新羅雖然化外之邦、蠻夷之地,卻經受漢家文化之薰陶,「思鄉」「故土」等等情節與漢家一般無二。作為新羅女王,不得已內附大唐、背井離鄉,時而泛起思鄉之情,實屬尋常。
「是呀,倏忽之間離鄉許久,也不知故土百姓是否豐衣足食,嚴冬之時是否有屋可棲……總是難免掛念,若能回去看上一眼,此生再無遺憾。」
說著,秀美眉眼之中滿含幽怨。
房俊喝了口茶水,想了想,為難道:「這個……怕是不容易。內附之臣,自然要加強羈縻,否則豈不是縱虎歸山、平生事端?不過若是等到陛下生產之後,留子嗣於大唐為質,我再向陛下爭取一番,倒也不是不可能。」
「當真?」
「自然當真,否則就算陛下那一關能過,滿朝文武也必然群起反對。」
凡事就怕「慣例」,善德女王返鄉看似並無大礙,可一旦成行,其餘那些突厥、薛延陀等族的酋長們也要求回去故土看看,是答應還是不答應?
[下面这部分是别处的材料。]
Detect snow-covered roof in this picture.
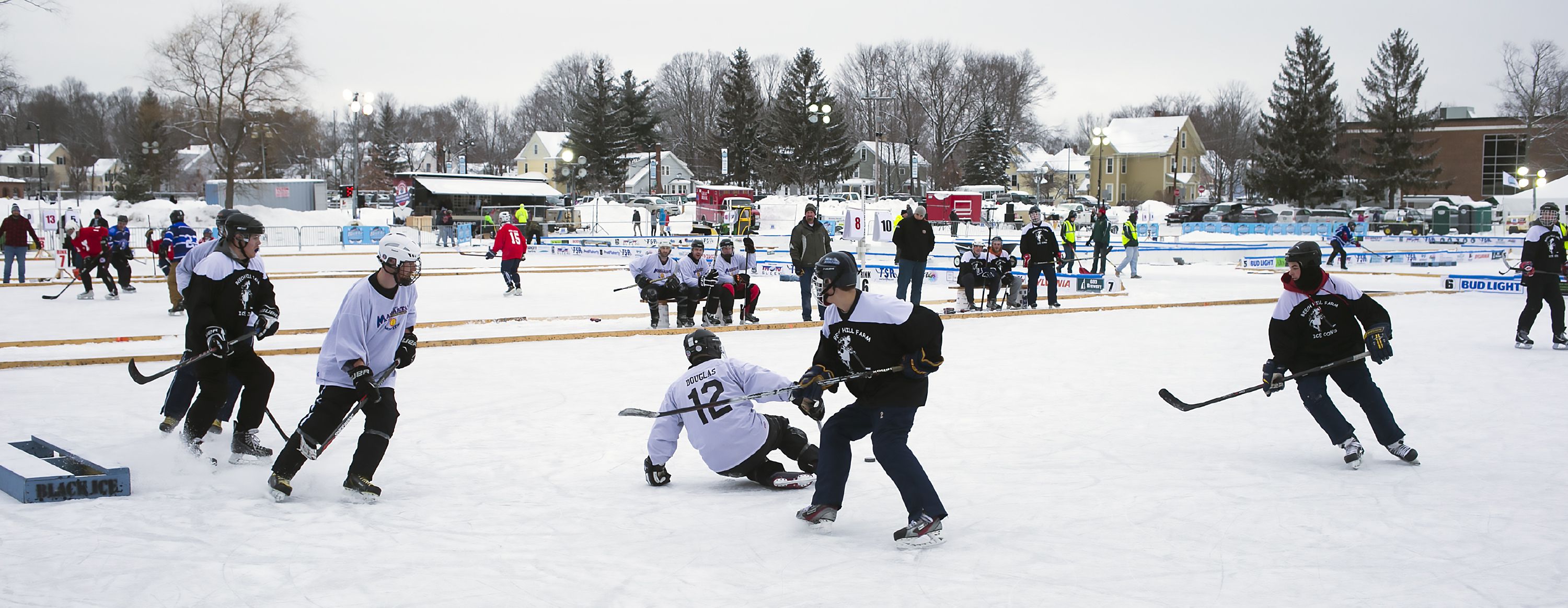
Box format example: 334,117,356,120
1105,116,1187,154
861,139,930,165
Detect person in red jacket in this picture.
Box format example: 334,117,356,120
485,212,528,296
71,218,119,299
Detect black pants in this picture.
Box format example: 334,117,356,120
1519,276,1563,334
185,342,273,437
1024,262,1057,306
718,414,817,487
500,260,522,288
273,385,397,480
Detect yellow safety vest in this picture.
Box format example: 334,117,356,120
1121,221,1138,246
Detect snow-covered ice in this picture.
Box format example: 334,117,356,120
0,240,1568,606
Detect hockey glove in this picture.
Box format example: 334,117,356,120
643,458,670,486
1366,323,1394,365
1264,359,1289,395
207,326,234,359
256,307,278,340
395,332,419,370
903,348,942,378
348,364,381,403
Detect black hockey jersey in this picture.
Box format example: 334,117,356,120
1269,273,1389,371
812,291,942,407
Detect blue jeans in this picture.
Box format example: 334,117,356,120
1295,360,1405,445
898,257,925,306
5,244,27,282
811,404,947,519
800,266,823,321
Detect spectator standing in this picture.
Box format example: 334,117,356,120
0,204,44,284
789,202,833,321
892,205,936,306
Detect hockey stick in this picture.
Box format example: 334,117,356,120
616,365,903,418
42,274,77,299
1160,353,1372,412
125,329,256,384
298,365,397,461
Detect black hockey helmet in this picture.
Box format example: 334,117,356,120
681,329,724,365
1284,241,1323,268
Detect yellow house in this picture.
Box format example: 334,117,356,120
1088,116,1204,204
513,132,568,193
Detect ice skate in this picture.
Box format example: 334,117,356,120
771,473,817,490
229,428,273,464
343,473,381,505
267,473,293,503
795,505,839,533
1339,437,1367,469
1385,439,1421,467
892,512,947,548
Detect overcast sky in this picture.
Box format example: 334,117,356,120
0,0,1568,124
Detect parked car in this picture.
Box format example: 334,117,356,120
1236,207,1279,224
1203,202,1242,223
1165,202,1214,224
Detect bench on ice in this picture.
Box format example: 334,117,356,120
0,436,130,503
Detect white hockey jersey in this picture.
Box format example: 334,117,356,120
315,274,419,389
626,252,676,282
648,359,795,473
713,251,757,284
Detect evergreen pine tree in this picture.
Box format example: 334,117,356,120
1247,27,1341,204
718,49,767,185
615,71,659,152
566,60,626,190
961,110,1008,185
1358,30,1447,204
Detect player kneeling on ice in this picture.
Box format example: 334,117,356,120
643,329,817,487
267,233,420,501
790,251,947,548
1264,241,1421,469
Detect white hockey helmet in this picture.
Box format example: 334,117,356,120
376,232,420,285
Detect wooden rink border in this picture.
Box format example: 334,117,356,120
0,290,1461,370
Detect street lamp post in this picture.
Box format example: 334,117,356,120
1513,166,1546,215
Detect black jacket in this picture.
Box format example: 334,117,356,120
811,291,942,407
892,215,936,262
1269,271,1389,371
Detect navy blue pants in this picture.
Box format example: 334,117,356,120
163,353,241,420
811,404,947,519
1295,360,1405,445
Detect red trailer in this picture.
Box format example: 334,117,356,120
925,190,980,223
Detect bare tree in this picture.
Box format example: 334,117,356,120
152,3,309,208
1493,41,1568,168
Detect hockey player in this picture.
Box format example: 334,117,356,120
267,232,420,501
1264,241,1421,469
643,329,817,489
107,216,136,293
71,218,119,299
158,208,201,317
790,251,947,548
1513,202,1568,351
182,213,279,464
986,237,1022,310
158,208,245,434
702,237,762,326
676,238,718,328
626,244,685,329
485,212,528,296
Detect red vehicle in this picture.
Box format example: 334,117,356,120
696,186,757,224
925,190,980,223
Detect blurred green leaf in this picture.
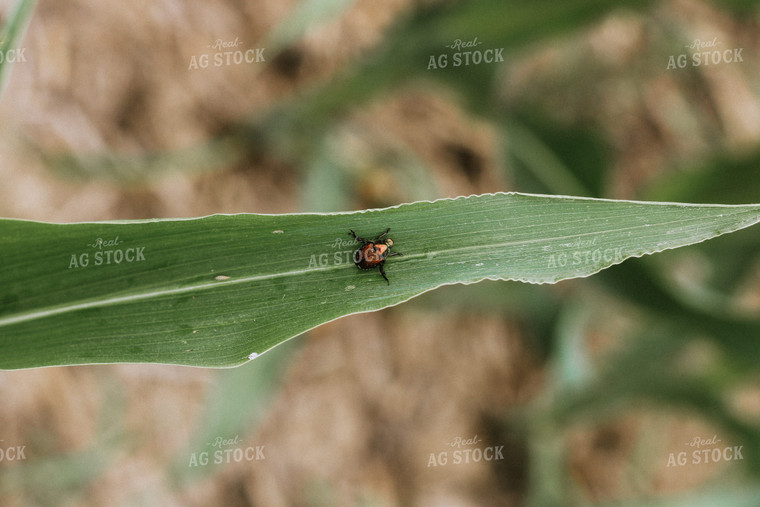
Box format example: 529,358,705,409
0,194,760,368
0,0,37,96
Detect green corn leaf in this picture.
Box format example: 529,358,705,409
0,193,760,369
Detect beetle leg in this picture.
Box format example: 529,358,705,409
375,227,391,241
380,263,391,285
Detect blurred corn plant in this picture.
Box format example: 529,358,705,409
0,0,760,505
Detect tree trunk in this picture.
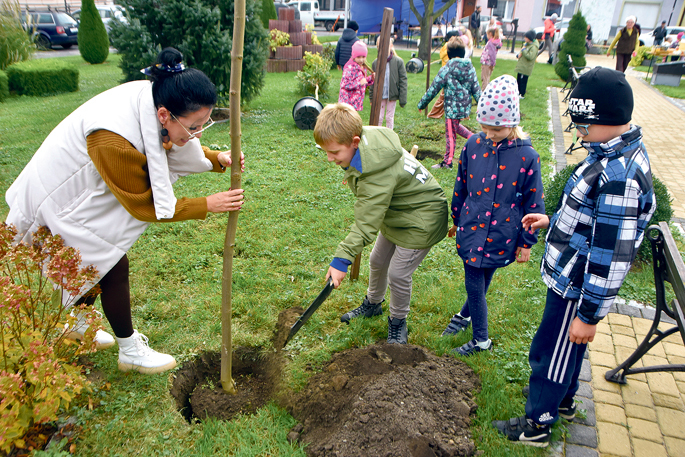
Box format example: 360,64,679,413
221,0,245,394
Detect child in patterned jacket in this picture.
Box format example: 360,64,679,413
480,27,502,87
418,37,480,168
442,75,545,356
338,41,375,111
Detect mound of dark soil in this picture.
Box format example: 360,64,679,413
286,344,480,457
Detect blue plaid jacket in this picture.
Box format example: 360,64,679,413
541,125,656,324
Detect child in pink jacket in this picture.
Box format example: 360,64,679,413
338,41,374,111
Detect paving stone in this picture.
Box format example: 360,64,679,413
573,397,597,427
612,334,637,349
597,422,632,457
646,371,680,396
633,435,668,457
664,436,685,456
652,392,685,411
621,381,653,407
628,417,663,440
589,351,617,368
611,324,635,337
578,359,592,382
625,403,656,422
655,406,685,439
595,403,626,424
566,424,596,448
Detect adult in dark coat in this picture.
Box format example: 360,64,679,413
335,21,359,70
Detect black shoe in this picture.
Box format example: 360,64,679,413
492,416,552,447
340,297,385,324
521,385,576,421
388,316,407,344
452,338,492,357
442,313,471,336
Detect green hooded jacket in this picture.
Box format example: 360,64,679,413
335,127,448,261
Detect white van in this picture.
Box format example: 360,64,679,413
287,0,319,27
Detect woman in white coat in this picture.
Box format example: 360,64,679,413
5,48,244,373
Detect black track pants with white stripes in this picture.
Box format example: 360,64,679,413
526,289,587,424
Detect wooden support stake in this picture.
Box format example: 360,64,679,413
350,8,393,281
221,0,246,395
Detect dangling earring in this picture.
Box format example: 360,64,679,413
161,128,174,151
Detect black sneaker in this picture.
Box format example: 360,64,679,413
340,297,385,324
492,416,552,447
442,313,471,336
521,385,576,421
452,338,492,357
388,316,407,344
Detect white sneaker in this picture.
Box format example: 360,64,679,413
64,310,114,349
116,330,176,374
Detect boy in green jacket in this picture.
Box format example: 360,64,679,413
314,103,448,344
516,30,539,100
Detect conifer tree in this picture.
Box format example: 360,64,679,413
554,11,587,81
78,0,109,64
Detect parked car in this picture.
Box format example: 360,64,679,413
22,10,78,49
640,27,685,46
72,5,128,33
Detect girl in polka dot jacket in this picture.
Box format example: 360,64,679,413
443,75,545,356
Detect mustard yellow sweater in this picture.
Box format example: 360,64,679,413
87,130,225,222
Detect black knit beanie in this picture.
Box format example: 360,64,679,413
568,67,633,125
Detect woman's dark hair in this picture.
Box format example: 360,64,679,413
150,48,217,116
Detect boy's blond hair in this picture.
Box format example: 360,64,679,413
314,103,364,146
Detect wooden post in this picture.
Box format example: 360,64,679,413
221,0,245,395
350,8,393,281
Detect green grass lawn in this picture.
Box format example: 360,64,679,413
0,49,656,456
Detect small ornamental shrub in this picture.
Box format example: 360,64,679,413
269,29,292,52
0,0,36,69
554,12,587,81
260,0,278,30
6,59,78,95
295,52,331,98
0,71,10,103
78,0,109,64
0,224,100,453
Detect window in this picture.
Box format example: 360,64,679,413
545,0,578,19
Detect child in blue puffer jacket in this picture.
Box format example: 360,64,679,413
443,75,545,356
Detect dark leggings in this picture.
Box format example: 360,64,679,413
459,263,497,341
516,73,528,97
76,254,133,338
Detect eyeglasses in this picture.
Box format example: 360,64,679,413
169,111,214,140
565,122,592,136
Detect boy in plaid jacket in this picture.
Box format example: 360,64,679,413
493,67,656,447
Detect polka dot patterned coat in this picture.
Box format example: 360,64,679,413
451,132,545,268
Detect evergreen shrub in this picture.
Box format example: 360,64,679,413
6,59,78,95
0,71,10,103
78,0,109,64
110,0,269,106
554,12,587,81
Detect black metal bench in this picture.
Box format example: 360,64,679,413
604,222,685,384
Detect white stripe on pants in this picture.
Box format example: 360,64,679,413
366,233,430,319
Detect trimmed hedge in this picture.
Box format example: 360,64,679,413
6,59,78,95
0,71,10,103
78,0,109,64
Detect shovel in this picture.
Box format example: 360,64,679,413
283,278,334,346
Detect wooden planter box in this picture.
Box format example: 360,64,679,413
278,8,295,20
269,19,290,33
288,32,312,46
276,45,302,60
302,44,323,54
286,59,304,73
266,58,288,73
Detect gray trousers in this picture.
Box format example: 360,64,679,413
366,233,430,319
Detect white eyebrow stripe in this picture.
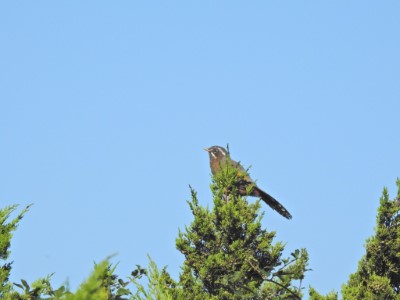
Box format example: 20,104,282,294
218,147,226,156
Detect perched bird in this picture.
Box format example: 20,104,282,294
204,146,292,219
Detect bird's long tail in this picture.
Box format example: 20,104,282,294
255,186,292,219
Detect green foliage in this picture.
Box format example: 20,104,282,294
342,179,400,300
0,205,30,298
130,257,184,300
176,164,308,299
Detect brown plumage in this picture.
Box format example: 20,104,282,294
204,146,292,219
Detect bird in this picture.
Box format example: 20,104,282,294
204,146,292,219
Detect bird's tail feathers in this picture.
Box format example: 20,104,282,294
252,186,292,219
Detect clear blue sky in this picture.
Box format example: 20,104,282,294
0,0,400,293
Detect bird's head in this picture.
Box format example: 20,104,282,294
204,146,229,161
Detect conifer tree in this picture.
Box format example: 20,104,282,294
0,205,29,299
176,158,308,299
342,179,400,300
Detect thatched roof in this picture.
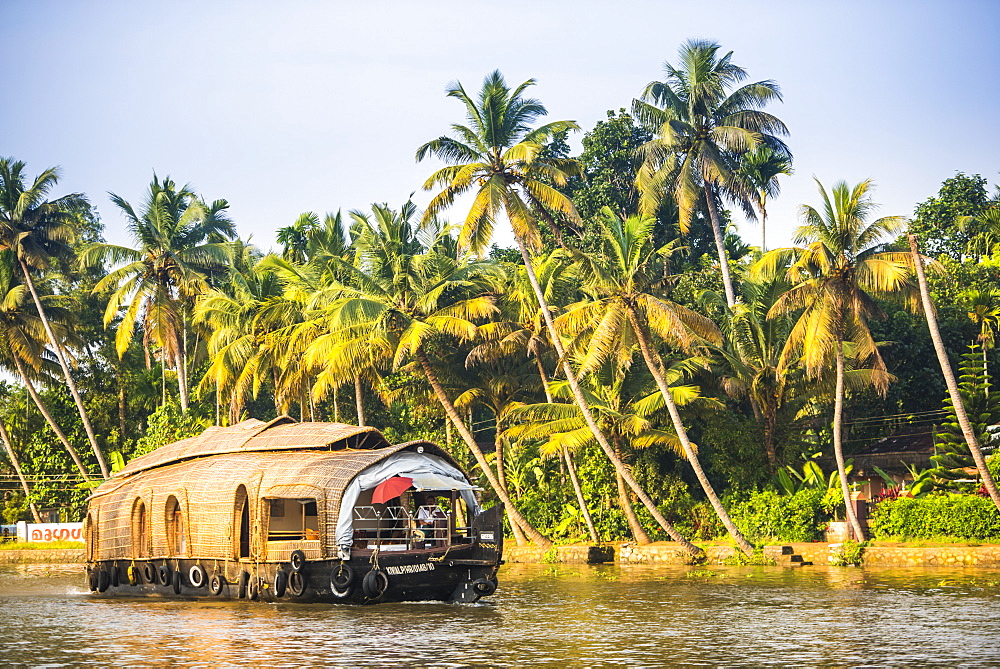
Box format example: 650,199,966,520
112,416,389,479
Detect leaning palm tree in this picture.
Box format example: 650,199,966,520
906,232,1000,509
506,374,698,544
633,40,789,307
560,207,753,554
0,158,110,478
299,205,551,547
466,250,596,543
736,144,792,251
80,174,235,411
417,71,703,555
752,180,916,539
0,419,42,523
0,250,90,481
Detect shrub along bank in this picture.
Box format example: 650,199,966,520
868,494,1000,541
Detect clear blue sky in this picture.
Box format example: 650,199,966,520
0,0,1000,248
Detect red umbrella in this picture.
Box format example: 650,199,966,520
372,476,413,504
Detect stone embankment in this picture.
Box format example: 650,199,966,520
0,542,1000,567
0,548,87,564
504,542,1000,567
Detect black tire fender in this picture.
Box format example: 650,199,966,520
288,571,306,597
361,569,389,599
472,578,497,597
236,571,250,599
208,573,226,595
188,564,208,588
274,567,288,597
288,549,306,571
330,562,354,599
97,569,111,592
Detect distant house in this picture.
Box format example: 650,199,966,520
848,425,935,499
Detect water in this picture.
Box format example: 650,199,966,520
0,565,1000,666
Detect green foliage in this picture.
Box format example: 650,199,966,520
830,540,868,567
132,401,208,457
722,548,774,567
868,494,1000,540
729,490,827,544
931,345,1000,492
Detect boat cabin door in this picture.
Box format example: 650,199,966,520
234,486,250,559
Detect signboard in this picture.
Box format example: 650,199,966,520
17,521,83,543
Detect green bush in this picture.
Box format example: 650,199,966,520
729,490,827,544
868,494,1000,539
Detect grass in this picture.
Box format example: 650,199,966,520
0,541,85,551
868,535,998,548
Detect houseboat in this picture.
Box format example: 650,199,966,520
84,416,503,603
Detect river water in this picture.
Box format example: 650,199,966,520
0,565,1000,666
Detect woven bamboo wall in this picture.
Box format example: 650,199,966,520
86,419,458,560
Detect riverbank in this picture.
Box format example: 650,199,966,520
0,541,1000,567
504,541,1000,567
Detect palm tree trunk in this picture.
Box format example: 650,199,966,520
493,430,528,546
0,420,42,523
17,258,109,478
906,233,1000,509
628,306,753,555
833,335,865,541
704,181,736,309
534,350,601,544
615,447,652,544
562,446,601,544
414,348,552,548
354,374,365,427
174,326,188,413
11,355,90,481
174,344,188,413
514,235,704,557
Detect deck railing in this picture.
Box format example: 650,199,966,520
354,504,468,551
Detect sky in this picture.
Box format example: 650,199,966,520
0,0,1000,249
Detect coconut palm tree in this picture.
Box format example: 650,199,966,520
466,250,600,543
559,207,753,554
752,180,916,538
958,288,1000,375
506,374,698,544
0,419,42,523
736,144,792,251
0,250,90,481
81,174,235,411
700,274,808,474
194,264,283,423
633,40,790,307
417,71,702,555
0,158,110,478
277,211,319,263
906,232,1000,510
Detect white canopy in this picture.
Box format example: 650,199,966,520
337,451,479,548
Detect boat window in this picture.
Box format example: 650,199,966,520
233,485,250,558
85,513,100,560
132,499,149,557
267,497,319,541
166,495,187,555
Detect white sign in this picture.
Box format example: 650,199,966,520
17,521,83,543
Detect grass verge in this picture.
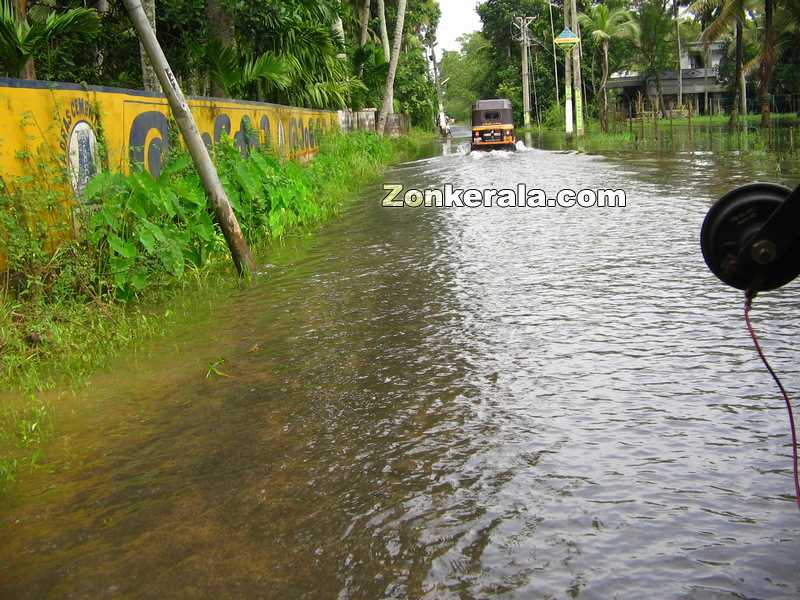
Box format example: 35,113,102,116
0,131,435,490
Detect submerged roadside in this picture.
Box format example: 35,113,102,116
0,131,435,490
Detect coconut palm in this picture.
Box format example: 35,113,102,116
206,38,292,98
377,0,406,135
578,4,637,131
0,0,99,79
758,0,776,127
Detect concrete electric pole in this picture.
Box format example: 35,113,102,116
514,17,534,127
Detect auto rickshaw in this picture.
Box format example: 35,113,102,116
472,98,517,150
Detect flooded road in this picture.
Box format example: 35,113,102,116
0,134,800,599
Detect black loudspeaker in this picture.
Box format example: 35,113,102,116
700,183,800,294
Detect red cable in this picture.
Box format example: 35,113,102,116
744,293,800,508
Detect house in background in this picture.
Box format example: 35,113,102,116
608,42,731,114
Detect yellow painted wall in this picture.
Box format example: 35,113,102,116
0,78,338,266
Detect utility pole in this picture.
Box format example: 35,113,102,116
559,0,574,135
547,0,561,106
528,45,540,127
430,43,447,136
565,0,583,137
122,0,255,275
514,17,534,127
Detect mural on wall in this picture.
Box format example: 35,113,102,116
0,78,338,198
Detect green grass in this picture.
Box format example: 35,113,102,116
0,126,436,489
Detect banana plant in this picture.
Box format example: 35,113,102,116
0,0,100,77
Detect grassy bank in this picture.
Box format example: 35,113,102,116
519,114,800,160
0,132,434,488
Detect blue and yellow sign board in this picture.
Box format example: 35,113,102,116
553,27,581,51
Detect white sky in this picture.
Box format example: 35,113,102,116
437,0,482,52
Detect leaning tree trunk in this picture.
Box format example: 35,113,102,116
758,0,775,127
206,0,236,98
139,0,161,92
14,0,36,79
378,0,406,135
729,18,744,127
378,0,394,112
600,40,608,133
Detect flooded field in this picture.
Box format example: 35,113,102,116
0,129,800,599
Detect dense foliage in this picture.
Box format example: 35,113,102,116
442,0,800,124
0,0,440,127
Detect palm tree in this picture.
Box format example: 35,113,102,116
206,38,292,99
579,4,636,131
758,0,775,127
0,0,100,79
635,0,674,117
377,0,406,135
702,0,747,127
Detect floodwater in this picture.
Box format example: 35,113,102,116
0,129,800,599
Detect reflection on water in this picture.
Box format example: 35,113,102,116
0,132,800,599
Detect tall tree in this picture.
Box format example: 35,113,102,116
378,0,392,62
636,0,675,117
571,0,583,136
139,0,161,92
378,0,394,112
702,0,747,127
758,0,775,127
580,4,636,131
689,0,723,114
377,0,406,135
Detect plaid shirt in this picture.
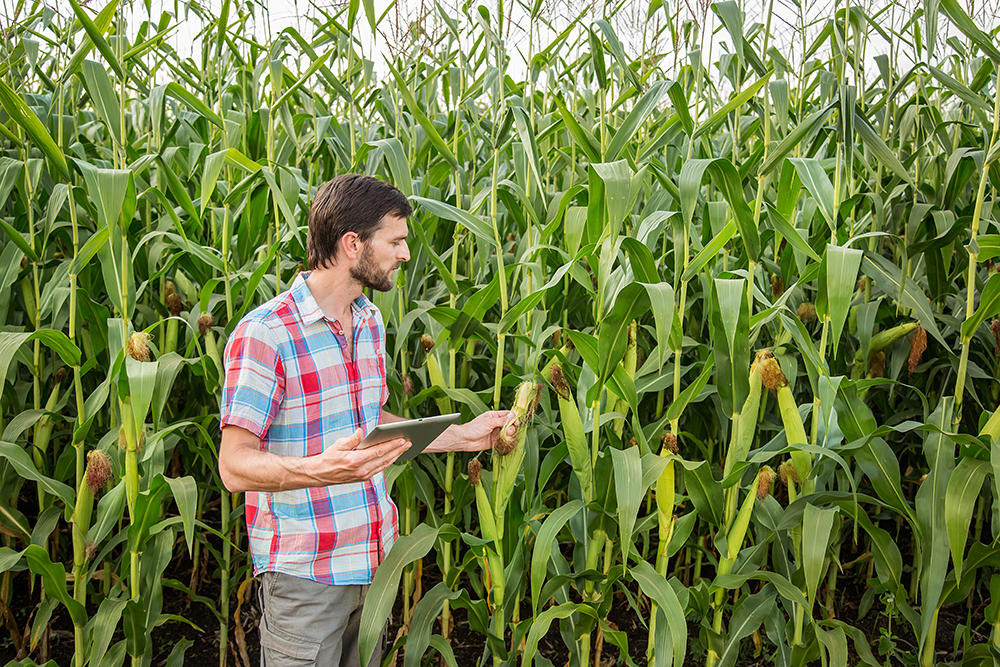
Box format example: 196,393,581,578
221,273,399,585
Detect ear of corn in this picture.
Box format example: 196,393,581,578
0,0,1000,667
550,362,594,503
493,382,541,537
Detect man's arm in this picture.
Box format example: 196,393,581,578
378,410,517,453
219,425,410,493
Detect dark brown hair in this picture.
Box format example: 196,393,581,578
306,174,413,270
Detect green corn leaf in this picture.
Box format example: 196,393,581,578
861,250,951,349
854,111,914,185
962,273,1000,340
552,95,601,162
914,396,955,647
604,79,676,161
678,158,760,260
765,202,821,262
938,0,1000,64
712,278,750,417
90,597,128,665
708,570,808,607
681,220,736,282
162,478,198,556
0,220,38,262
719,584,775,667
0,79,69,176
789,158,837,229
684,461,724,526
691,70,774,140
69,0,125,80
358,523,451,665
802,503,837,609
608,447,647,563
511,107,543,192
944,458,992,583
594,19,642,90
389,64,460,170
854,438,916,524
524,602,598,667
156,157,199,222
403,581,462,667
23,544,87,627
60,0,119,81
816,245,864,359
531,500,586,617
597,283,649,383
413,197,497,248
165,81,225,131
757,100,837,176
667,352,715,421
0,442,76,514
629,561,687,667
271,50,332,109
639,282,675,368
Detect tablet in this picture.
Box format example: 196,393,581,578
357,412,459,463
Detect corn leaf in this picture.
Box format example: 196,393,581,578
531,500,586,616
0,79,69,176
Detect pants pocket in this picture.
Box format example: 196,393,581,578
260,616,320,667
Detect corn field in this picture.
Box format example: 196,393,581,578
0,0,1000,667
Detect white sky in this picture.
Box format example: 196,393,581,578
7,0,1000,90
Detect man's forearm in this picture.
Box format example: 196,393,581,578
378,410,406,424
220,447,326,493
378,410,468,454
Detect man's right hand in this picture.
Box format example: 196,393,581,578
219,425,410,493
316,429,410,484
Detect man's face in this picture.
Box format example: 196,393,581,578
351,215,410,292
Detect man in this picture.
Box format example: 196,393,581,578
219,174,509,667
金德曼秀眸閃閃發亮,貝齒輕輕咬著嘴唇,紅著臉輕聲道:「那就勞煩郎君多多辛苦了,若能儘早誕下子嗣,本女王感激不盡。」
房俊就笑起來:「臣下自當鞠躬盡瘁,願效犬馬之勞!」
金德曼微嗔:「能不能別用這個成語?不知羞。」
房俊叫起撞天屈:「卻不知誰人每每樂不可支、甘之如飴?」
「哎呀,別說了!」
金德曼受不了這個無恥之徒,起身拉著他的手去往臥房。
房俊亦步亦趨,邊走邊脫去衣裳,到了床榻之前已經不著寸縷,趁著天色未亮,還能好好「操勞」一番……
……
天亮之後,大雪依舊紛紛揚揚,未有停歇之意。
長安百姓走出家門,見到街上金吾衛的兵卒手持工具清掃積雪,便紛紛加入其中。